故人の遺言書に書かれていることがらを実現するための法律行為やその他の行為をすることを遺言の執行といい、そのような行為をする人のことを遺言執行者といいます。
原則として遺言書のなかで特定の人を指定しておきますが、遺言をしたときに適切な人が見当たらない場合には、信頼できる第三者に対し、その指定を委託することもできるようになっています。利害関係人の申立てによって、家庭裁判所に選任してもらう場合もあります。

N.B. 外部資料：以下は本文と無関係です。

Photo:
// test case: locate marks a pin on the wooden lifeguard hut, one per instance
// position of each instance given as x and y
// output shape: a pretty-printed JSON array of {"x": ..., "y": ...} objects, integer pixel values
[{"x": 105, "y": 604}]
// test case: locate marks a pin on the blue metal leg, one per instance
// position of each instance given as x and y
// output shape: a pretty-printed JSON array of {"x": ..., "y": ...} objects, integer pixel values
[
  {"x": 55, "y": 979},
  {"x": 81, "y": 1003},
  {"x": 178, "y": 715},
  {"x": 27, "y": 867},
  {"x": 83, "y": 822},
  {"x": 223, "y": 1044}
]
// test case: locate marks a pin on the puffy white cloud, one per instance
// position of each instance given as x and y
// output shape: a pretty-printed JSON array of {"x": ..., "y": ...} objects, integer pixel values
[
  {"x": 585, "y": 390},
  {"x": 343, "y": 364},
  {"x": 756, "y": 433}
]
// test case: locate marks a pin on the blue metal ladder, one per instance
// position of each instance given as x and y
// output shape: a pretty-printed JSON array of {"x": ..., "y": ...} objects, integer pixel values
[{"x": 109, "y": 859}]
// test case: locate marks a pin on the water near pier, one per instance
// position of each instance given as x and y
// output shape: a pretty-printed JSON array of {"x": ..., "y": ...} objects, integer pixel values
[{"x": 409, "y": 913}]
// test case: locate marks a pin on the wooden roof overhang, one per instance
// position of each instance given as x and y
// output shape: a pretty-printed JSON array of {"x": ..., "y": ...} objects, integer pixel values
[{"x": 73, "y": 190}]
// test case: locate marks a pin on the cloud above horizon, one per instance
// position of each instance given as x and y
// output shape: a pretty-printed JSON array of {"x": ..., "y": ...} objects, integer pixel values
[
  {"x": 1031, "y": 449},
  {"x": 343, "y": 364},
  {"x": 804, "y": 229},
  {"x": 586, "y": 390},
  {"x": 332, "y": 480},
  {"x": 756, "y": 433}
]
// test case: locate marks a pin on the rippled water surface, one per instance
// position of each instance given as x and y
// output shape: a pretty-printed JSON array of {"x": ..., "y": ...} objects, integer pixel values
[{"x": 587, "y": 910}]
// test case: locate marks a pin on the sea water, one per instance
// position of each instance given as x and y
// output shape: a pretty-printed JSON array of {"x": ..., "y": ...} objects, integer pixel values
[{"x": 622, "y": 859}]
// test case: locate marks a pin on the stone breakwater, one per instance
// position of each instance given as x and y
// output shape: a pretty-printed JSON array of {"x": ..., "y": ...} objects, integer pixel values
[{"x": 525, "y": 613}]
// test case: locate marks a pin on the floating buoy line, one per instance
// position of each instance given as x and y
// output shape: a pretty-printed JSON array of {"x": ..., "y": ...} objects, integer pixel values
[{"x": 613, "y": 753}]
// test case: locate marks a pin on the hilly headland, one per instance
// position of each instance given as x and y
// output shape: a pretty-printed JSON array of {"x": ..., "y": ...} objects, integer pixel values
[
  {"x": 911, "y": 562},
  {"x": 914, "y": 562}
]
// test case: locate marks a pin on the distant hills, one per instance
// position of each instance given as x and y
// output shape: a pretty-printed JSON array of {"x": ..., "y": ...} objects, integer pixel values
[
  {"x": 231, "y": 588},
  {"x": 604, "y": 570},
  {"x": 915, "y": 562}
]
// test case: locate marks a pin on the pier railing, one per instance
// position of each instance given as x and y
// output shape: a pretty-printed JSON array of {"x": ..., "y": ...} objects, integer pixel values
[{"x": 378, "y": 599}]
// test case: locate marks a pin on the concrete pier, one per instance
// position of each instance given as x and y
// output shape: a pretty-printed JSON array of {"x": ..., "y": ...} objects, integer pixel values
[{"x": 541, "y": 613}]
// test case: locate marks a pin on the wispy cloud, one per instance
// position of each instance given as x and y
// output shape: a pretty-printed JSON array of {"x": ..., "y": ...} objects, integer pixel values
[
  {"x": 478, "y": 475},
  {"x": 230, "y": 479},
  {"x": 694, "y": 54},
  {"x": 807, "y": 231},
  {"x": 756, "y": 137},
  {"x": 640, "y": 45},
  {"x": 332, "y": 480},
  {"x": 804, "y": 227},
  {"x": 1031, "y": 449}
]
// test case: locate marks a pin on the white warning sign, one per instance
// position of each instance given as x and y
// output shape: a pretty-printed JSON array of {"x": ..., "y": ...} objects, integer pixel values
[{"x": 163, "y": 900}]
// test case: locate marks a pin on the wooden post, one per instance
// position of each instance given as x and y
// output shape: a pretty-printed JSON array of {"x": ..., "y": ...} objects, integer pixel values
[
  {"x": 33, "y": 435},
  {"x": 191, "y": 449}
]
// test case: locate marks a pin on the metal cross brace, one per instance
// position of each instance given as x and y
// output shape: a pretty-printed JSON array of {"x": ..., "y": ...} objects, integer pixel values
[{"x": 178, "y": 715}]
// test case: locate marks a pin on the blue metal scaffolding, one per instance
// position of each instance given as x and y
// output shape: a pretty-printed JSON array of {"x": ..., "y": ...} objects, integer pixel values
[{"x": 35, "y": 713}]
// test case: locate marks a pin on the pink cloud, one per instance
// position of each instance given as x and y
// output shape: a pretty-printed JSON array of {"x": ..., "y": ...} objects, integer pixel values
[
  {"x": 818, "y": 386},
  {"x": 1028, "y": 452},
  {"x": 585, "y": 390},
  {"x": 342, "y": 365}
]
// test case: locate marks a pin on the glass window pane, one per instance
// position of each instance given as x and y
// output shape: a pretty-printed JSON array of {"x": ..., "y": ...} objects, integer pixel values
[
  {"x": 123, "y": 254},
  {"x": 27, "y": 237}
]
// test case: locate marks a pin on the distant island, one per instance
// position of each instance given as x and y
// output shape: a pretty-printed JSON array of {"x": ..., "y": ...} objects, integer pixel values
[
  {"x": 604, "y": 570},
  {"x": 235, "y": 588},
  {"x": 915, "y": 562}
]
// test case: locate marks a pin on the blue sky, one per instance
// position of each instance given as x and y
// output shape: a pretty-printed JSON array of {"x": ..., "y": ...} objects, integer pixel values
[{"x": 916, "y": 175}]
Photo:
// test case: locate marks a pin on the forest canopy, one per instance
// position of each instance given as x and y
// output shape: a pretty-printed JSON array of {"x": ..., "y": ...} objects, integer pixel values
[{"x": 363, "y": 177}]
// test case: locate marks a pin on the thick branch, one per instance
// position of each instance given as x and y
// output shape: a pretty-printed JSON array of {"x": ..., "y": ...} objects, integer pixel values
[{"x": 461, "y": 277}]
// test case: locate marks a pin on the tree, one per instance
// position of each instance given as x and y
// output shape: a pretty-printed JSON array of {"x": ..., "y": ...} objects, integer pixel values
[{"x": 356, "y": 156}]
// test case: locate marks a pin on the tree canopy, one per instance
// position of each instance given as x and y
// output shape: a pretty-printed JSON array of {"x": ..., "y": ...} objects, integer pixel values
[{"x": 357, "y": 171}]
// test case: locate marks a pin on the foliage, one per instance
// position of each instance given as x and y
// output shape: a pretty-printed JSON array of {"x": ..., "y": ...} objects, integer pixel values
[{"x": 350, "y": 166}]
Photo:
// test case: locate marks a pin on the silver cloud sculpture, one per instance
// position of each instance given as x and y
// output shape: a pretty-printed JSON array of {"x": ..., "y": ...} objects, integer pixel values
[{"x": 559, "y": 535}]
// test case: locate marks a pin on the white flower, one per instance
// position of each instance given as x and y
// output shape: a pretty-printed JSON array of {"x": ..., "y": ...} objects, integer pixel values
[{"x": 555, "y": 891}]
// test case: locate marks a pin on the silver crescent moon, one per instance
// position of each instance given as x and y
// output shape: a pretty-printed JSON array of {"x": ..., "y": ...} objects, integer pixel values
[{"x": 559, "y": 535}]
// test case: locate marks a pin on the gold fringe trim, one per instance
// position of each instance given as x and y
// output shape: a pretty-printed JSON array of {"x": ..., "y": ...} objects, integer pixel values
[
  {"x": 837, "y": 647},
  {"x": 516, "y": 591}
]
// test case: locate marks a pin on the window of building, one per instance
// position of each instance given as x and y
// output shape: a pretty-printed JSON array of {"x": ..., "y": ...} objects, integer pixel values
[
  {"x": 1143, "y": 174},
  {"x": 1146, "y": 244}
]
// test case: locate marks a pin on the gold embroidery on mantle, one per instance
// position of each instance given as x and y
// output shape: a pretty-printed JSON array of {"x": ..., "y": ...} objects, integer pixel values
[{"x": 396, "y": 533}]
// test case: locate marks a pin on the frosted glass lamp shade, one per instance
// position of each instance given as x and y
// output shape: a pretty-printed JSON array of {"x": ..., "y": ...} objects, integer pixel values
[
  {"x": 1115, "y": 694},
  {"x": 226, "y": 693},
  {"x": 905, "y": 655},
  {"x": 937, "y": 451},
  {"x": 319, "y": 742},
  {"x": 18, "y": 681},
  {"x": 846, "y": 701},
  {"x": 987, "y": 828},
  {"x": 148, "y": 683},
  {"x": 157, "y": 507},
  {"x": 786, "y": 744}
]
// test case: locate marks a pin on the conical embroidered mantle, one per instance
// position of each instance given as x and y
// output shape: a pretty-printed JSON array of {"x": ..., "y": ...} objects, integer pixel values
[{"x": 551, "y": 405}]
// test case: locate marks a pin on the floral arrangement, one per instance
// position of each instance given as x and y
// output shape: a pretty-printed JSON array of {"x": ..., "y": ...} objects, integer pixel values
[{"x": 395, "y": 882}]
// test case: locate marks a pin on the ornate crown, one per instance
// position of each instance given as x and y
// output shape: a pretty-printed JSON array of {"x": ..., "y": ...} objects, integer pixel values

遺言執行者は必ずしも法律上の知識がある弁護士などを指定するのではなく、相続人を指定してもよいことになっており、しかも一人だけではなく、複数人でもよいことになっています。
ただし、実際問題として、相続人が複数人いるような場合には、お互いの利害関係が対立するのが常であり、そのなかから一人の相続人を遺言執行者として指定してしまうと、余計に混乱のもととなってしまいます。このような場合については、あらかじめ遺言執行者には弁護士などの第三者を立てるのが無難な選択であるといえます。
なお、このように遺言執行者が置かれている場合について、相続人が遺言の内容を実現するのを妨げるような行為をしたときには、その行為は無効となります。